Avant de chercher une solution innovante, les élèves vont travailler sur la problématique afin de construire une réflexion commune. Ils vont prendre conscience de leurs représentations à l’aide du photo langage et construire ensemble une carte heuristique afin de faire un tour d’horizon de la question posée (par exemple, le lien intergénérationnel).
Pour trouver des solutions innovantes, ils vont utiliser à l’aide de post it un processus rigoureux de créativité passant de la pensée divergente (capacité à trouver de nombreuses réponses à l’aide du design thinking, de la technique de l’inversion…) à la pensée convergente (pour choisir la solution la plus pertinente).
De manière générale, quels vous semblent les profits pour les élèves de ce dispositif Déclic ?
Le Déclic permet de faire travailler les élèves autrement et de révéler chez certains de réelles compétences de créativité. C’est souvent le cas chez des élèves parfois en échec car ayant du mal à rentrer dans le moule de nos exigences académiques. Certains ont beaucoup de fierté à présenter leur idée à l’ensemble de la classe.

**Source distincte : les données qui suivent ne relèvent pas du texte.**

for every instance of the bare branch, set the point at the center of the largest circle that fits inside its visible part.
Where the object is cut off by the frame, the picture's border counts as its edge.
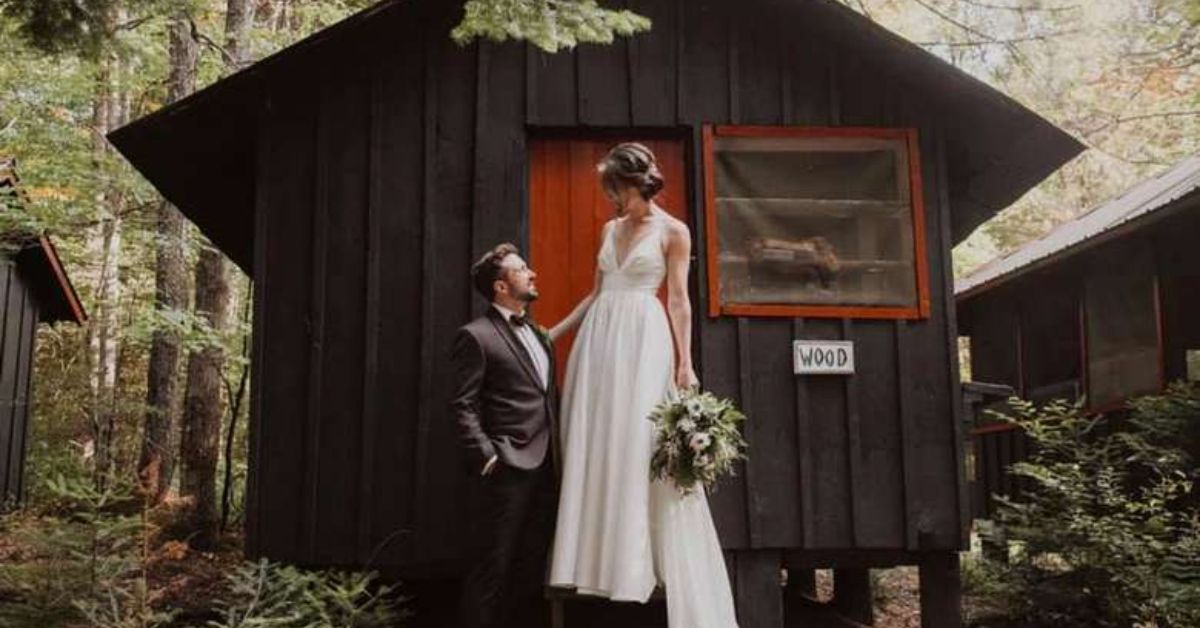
(1021, 9)
(1157, 115)
(209, 42)
(1039, 37)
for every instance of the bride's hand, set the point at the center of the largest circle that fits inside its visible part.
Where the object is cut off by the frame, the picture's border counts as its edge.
(685, 377)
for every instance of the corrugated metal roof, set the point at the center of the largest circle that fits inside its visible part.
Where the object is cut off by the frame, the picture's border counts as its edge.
(59, 299)
(1144, 198)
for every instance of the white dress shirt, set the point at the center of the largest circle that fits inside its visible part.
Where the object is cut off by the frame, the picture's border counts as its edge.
(537, 352)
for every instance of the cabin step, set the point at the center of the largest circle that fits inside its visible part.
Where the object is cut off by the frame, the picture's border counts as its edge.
(573, 610)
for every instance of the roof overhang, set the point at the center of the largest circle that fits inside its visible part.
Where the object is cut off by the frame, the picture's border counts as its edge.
(1145, 204)
(39, 261)
(199, 153)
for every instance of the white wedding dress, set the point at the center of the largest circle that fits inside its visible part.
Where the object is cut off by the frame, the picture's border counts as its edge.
(618, 532)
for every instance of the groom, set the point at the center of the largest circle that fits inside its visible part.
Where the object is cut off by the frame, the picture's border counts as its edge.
(505, 407)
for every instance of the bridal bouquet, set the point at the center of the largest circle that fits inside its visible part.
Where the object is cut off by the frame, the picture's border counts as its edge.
(697, 438)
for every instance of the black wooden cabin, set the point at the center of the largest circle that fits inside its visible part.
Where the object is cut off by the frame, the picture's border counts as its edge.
(357, 174)
(1105, 307)
(35, 289)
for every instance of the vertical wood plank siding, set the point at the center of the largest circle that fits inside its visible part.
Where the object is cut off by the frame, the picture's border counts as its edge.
(18, 332)
(379, 187)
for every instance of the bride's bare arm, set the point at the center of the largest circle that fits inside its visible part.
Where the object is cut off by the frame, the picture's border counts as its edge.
(678, 303)
(576, 316)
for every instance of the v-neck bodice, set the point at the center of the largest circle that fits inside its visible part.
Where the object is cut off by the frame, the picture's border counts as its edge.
(643, 267)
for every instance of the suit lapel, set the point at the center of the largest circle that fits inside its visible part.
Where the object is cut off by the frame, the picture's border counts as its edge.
(505, 330)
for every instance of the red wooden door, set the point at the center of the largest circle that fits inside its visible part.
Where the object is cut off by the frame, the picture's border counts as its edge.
(567, 214)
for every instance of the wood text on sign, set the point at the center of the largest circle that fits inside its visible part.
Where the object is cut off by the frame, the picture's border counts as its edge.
(823, 357)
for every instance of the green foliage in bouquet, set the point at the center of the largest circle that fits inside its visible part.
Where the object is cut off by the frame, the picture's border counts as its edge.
(697, 440)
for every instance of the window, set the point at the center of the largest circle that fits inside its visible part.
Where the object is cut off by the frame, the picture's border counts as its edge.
(815, 222)
(1123, 357)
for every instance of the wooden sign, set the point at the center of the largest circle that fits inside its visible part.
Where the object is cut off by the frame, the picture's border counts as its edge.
(823, 357)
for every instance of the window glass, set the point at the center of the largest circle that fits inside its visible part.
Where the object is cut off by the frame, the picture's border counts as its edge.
(814, 221)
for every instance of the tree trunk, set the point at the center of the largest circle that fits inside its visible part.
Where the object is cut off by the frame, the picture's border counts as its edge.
(106, 245)
(202, 408)
(157, 460)
(202, 404)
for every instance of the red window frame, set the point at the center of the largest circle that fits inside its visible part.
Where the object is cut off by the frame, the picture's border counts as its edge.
(921, 265)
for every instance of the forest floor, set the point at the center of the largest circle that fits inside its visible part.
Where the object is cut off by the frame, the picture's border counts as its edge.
(192, 582)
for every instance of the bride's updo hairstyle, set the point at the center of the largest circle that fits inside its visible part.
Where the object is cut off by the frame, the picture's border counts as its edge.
(631, 163)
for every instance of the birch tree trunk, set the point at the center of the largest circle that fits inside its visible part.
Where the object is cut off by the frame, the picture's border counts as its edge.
(202, 405)
(106, 244)
(157, 459)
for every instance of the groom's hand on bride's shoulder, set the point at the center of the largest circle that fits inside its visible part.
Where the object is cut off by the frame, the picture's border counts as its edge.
(490, 465)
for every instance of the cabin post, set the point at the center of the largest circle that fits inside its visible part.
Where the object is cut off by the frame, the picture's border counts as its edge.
(941, 591)
(852, 594)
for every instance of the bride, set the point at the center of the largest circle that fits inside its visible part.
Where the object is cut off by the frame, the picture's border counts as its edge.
(618, 532)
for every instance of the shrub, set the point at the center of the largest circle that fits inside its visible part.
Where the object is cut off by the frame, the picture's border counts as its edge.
(273, 594)
(1109, 532)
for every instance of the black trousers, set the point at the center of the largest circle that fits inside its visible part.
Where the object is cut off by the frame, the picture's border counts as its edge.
(513, 528)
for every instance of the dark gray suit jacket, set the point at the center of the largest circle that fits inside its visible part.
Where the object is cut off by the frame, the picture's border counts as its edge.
(499, 405)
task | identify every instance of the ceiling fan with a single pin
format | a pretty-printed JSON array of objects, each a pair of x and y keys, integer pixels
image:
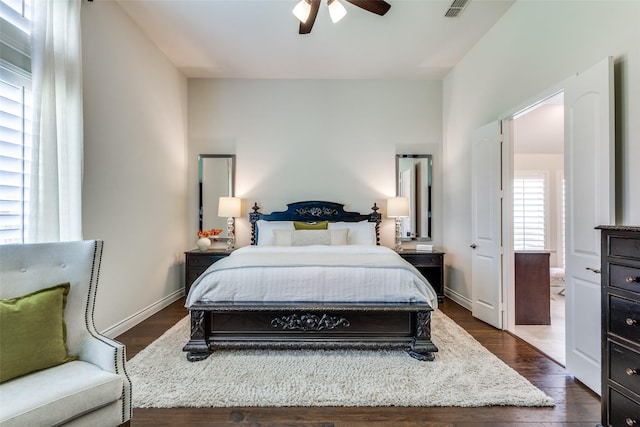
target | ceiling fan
[{"x": 307, "y": 10}]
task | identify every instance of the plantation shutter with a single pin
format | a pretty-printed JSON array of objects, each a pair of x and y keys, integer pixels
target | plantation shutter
[
  {"x": 15, "y": 120},
  {"x": 529, "y": 225}
]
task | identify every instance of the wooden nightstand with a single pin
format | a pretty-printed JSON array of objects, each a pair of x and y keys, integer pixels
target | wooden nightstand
[
  {"x": 197, "y": 261},
  {"x": 431, "y": 265}
]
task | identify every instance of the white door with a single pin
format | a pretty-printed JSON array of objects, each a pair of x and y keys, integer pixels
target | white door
[
  {"x": 589, "y": 198},
  {"x": 486, "y": 209}
]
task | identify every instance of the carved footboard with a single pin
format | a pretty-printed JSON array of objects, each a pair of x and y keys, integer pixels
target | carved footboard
[{"x": 286, "y": 325}]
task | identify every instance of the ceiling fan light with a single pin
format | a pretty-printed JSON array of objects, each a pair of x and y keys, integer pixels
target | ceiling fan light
[
  {"x": 302, "y": 11},
  {"x": 336, "y": 10}
]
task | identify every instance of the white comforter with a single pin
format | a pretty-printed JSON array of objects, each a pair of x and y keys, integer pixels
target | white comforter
[{"x": 312, "y": 274}]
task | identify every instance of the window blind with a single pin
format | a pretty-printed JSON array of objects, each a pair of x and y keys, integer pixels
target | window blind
[
  {"x": 529, "y": 214},
  {"x": 15, "y": 120}
]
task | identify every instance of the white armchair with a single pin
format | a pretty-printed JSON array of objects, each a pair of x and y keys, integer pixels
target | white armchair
[{"x": 93, "y": 390}]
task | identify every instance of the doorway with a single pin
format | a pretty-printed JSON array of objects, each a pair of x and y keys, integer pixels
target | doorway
[{"x": 538, "y": 232}]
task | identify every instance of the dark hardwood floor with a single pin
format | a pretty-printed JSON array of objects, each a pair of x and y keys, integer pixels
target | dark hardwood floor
[{"x": 575, "y": 404}]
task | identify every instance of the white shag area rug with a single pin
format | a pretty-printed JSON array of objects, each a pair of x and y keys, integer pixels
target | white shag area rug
[{"x": 464, "y": 373}]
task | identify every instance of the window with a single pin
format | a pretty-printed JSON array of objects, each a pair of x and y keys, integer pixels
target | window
[
  {"x": 15, "y": 120},
  {"x": 529, "y": 211}
]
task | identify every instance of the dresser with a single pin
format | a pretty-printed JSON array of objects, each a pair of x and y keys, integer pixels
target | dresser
[
  {"x": 532, "y": 288},
  {"x": 197, "y": 261},
  {"x": 431, "y": 265},
  {"x": 620, "y": 325}
]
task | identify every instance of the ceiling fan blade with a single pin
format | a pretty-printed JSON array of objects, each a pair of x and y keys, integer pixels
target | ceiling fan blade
[
  {"x": 305, "y": 27},
  {"x": 379, "y": 7}
]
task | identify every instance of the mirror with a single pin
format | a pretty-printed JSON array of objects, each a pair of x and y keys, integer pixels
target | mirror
[
  {"x": 413, "y": 180},
  {"x": 215, "y": 180}
]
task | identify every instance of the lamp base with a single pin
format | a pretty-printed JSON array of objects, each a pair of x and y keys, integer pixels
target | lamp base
[
  {"x": 398, "y": 247},
  {"x": 231, "y": 241}
]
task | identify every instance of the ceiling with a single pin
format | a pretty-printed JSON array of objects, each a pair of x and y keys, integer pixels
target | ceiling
[{"x": 259, "y": 38}]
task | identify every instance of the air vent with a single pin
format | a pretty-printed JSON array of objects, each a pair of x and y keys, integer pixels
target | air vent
[{"x": 456, "y": 8}]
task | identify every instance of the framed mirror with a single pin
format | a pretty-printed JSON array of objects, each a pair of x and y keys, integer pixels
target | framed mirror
[
  {"x": 413, "y": 180},
  {"x": 215, "y": 179}
]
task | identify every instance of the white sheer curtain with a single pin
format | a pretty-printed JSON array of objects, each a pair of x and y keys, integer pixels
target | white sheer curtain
[{"x": 56, "y": 183}]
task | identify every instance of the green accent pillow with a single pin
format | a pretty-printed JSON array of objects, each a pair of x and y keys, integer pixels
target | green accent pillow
[
  {"x": 33, "y": 332},
  {"x": 321, "y": 225}
]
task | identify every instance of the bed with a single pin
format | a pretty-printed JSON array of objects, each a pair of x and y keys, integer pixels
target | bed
[{"x": 288, "y": 292}]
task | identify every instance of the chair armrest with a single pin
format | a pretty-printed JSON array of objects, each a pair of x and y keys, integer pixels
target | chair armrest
[{"x": 110, "y": 356}]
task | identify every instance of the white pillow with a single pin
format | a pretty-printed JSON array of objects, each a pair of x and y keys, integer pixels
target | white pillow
[
  {"x": 310, "y": 237},
  {"x": 265, "y": 230},
  {"x": 360, "y": 233}
]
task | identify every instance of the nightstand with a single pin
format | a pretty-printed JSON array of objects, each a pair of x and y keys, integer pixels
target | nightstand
[
  {"x": 431, "y": 265},
  {"x": 197, "y": 261}
]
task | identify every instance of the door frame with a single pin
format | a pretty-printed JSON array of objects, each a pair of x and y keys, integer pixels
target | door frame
[{"x": 508, "y": 282}]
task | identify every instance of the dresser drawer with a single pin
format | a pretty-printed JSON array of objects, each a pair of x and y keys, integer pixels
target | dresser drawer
[
  {"x": 423, "y": 260},
  {"x": 625, "y": 247},
  {"x": 202, "y": 260},
  {"x": 624, "y": 277},
  {"x": 622, "y": 410},
  {"x": 624, "y": 318},
  {"x": 623, "y": 364}
]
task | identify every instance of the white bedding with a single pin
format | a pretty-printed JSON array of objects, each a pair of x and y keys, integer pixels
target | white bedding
[{"x": 316, "y": 273}]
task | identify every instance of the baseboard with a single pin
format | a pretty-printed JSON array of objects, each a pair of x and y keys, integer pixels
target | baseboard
[
  {"x": 145, "y": 313},
  {"x": 459, "y": 299}
]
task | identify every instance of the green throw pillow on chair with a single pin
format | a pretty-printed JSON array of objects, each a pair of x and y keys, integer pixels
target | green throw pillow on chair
[{"x": 33, "y": 332}]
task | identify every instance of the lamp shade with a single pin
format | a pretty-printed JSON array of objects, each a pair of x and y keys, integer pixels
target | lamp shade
[
  {"x": 302, "y": 10},
  {"x": 336, "y": 11},
  {"x": 229, "y": 207},
  {"x": 398, "y": 207}
]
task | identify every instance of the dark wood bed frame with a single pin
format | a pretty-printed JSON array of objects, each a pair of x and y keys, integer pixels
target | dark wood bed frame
[{"x": 294, "y": 325}]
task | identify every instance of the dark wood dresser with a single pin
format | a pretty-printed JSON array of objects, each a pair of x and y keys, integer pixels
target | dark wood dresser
[
  {"x": 532, "y": 288},
  {"x": 431, "y": 265},
  {"x": 197, "y": 261},
  {"x": 620, "y": 325}
]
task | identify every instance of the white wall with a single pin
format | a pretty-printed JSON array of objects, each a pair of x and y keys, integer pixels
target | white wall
[
  {"x": 300, "y": 140},
  {"x": 134, "y": 186},
  {"x": 536, "y": 45}
]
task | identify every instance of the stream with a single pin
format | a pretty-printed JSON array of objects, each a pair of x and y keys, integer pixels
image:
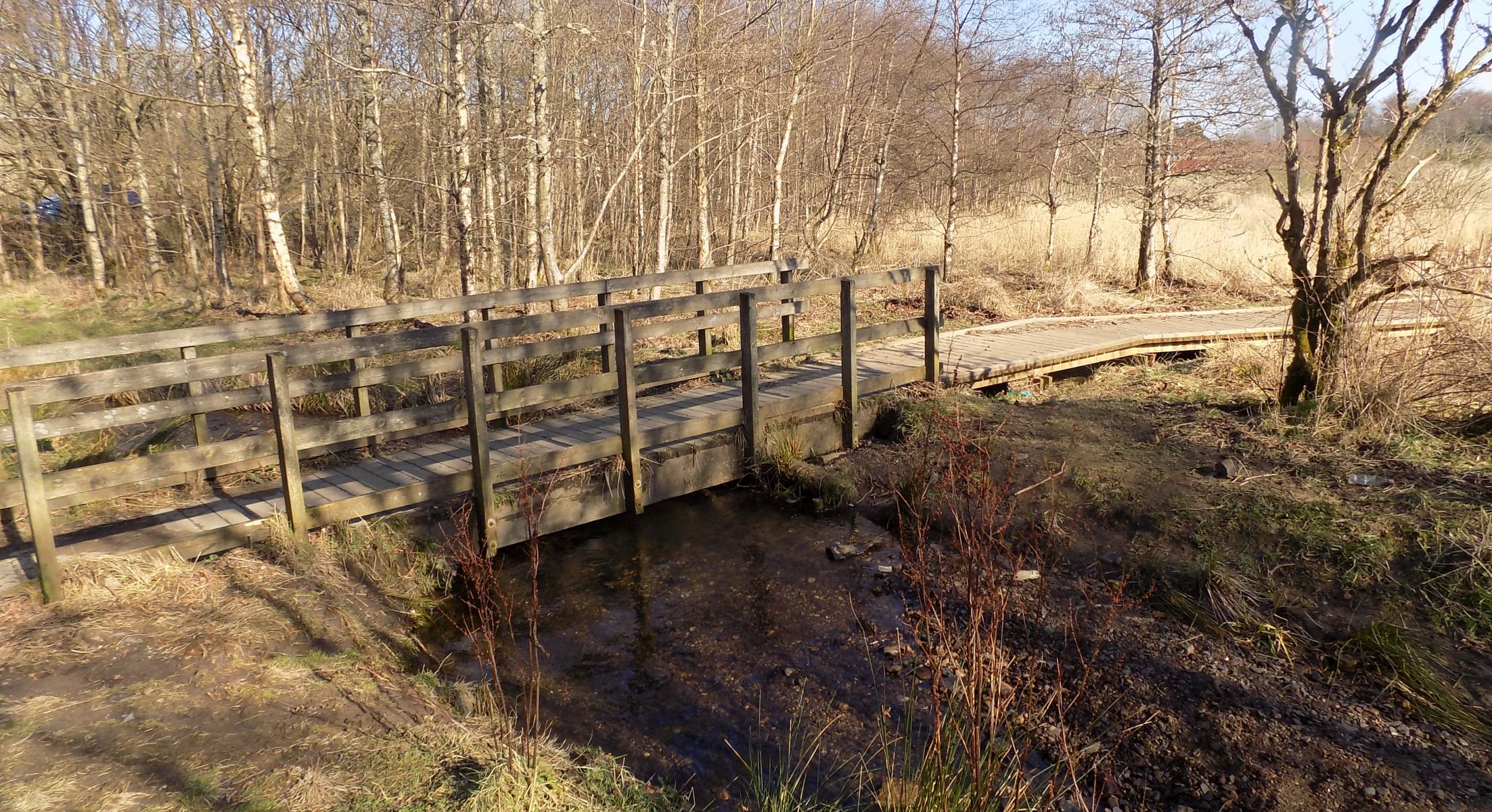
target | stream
[{"x": 709, "y": 632}]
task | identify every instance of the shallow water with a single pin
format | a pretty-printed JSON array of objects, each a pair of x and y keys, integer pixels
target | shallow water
[{"x": 693, "y": 636}]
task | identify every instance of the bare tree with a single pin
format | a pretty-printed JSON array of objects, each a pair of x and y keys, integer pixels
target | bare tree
[
  {"x": 1333, "y": 208},
  {"x": 277, "y": 245},
  {"x": 78, "y": 154}
]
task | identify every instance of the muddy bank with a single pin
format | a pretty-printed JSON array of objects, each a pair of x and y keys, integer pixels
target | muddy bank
[{"x": 690, "y": 638}]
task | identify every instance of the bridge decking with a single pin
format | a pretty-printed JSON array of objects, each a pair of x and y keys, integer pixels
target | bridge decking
[{"x": 433, "y": 465}]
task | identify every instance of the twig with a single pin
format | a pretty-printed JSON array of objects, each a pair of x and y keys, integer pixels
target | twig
[
  {"x": 1255, "y": 476},
  {"x": 1058, "y": 472}
]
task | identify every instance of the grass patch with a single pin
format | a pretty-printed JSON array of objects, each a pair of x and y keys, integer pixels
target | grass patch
[{"x": 1416, "y": 673}]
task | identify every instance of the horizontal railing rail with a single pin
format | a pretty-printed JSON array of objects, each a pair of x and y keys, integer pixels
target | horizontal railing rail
[{"x": 112, "y": 346}]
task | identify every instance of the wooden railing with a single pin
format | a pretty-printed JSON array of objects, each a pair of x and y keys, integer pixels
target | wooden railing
[
  {"x": 355, "y": 353},
  {"x": 614, "y": 330}
]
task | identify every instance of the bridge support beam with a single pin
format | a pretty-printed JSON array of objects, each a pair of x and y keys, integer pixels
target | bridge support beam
[
  {"x": 33, "y": 490},
  {"x": 700, "y": 288},
  {"x": 602, "y": 300},
  {"x": 751, "y": 386},
  {"x": 932, "y": 321},
  {"x": 787, "y": 272},
  {"x": 199, "y": 420},
  {"x": 849, "y": 361},
  {"x": 284, "y": 411},
  {"x": 478, "y": 438},
  {"x": 361, "y": 396},
  {"x": 627, "y": 409}
]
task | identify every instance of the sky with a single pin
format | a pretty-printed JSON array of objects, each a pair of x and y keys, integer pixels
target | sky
[{"x": 1354, "y": 24}]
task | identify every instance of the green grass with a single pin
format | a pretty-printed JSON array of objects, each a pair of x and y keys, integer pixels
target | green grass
[{"x": 1416, "y": 673}]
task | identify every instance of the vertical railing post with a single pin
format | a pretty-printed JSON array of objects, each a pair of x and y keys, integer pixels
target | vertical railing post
[
  {"x": 787, "y": 271},
  {"x": 33, "y": 489},
  {"x": 284, "y": 411},
  {"x": 199, "y": 420},
  {"x": 751, "y": 393},
  {"x": 700, "y": 288},
  {"x": 484, "y": 510},
  {"x": 627, "y": 408},
  {"x": 602, "y": 300},
  {"x": 932, "y": 323},
  {"x": 361, "y": 396},
  {"x": 491, "y": 374},
  {"x": 849, "y": 361}
]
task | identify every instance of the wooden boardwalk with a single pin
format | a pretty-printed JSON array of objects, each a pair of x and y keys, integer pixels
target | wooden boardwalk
[{"x": 440, "y": 465}]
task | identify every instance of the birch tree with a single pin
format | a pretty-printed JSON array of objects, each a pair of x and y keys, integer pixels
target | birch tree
[{"x": 277, "y": 245}]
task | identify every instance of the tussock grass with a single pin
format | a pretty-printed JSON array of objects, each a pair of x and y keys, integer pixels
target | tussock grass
[{"x": 1416, "y": 673}]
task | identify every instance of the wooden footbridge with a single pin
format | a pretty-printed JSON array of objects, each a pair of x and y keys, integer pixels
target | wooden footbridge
[{"x": 423, "y": 411}]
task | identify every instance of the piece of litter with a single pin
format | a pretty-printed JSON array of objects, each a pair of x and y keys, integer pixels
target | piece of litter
[{"x": 1370, "y": 480}]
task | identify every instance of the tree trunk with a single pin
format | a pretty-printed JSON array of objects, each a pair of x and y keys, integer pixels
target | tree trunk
[
  {"x": 1052, "y": 172},
  {"x": 666, "y": 139},
  {"x": 220, "y": 229},
  {"x": 777, "y": 179},
  {"x": 461, "y": 154},
  {"x": 374, "y": 153},
  {"x": 278, "y": 248},
  {"x": 78, "y": 139},
  {"x": 33, "y": 227},
  {"x": 702, "y": 173},
  {"x": 543, "y": 157},
  {"x": 1151, "y": 190}
]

Ce programme a pour but d’inspirer les élèves et de leur donner confiance en leur capacité à être acteurs de leur vie. Pour cela, il faut engager les élèves dans des projets, les confronter à des problèmes réels qui suscitent leur intérêt et leur motivation à rechercher des solutions innovantes.
Tous ne vont pas développer leur projet mais cette expérience du Déclic est comme une graine qui ne germera pas tout de suite, ni sur tous les terrains, mais qui pourra être source de prise d’initiatives.
Au delà de cet objectif, le travail mis en œuvre, notamment en classe entière comme en petit groupe, permet de développer des attitudes individuelles et collectives de travail collaboratif, d’autonomie et d’ouverture (à la prise de risque comme à ses émotions). Apprendre à faire confiance, construire sur les idées des autres, découvrir et comparer permet de développer l’esprit critique et d’exercer une intelligence collective.
Comment envisagez-vous les transferts possibles dans d’autres matières ou d’autres niveaux ?
Si les programmes de SES permettent de trouver de nombreuses problématiques concrètes qui interrogent les élèves, les transferts sont possibles dans toutes les matières et le plus intéressant est pour moi de travailler en transdisciplinaire. Les réformes engagées dans l’Education Nationale donnent plus de possibilité qu’auparavant dans les emplois du temps (accompagnement personnalisé, enseignement d’exploration enseignements pratiques interdisciplinaires), l’essentiel est de s’approprier ce programme en fonction de ses élèves et de ses objectifs pédagogiques.
Ce qui est certain, c’est qu’à chaque Déclic, enseignants comme élèves ont pris une grande bouffée d’oxygène. Je souhaite donc qu’un maximum d’enseignants se lancent en utilisant les outils mis à disposition.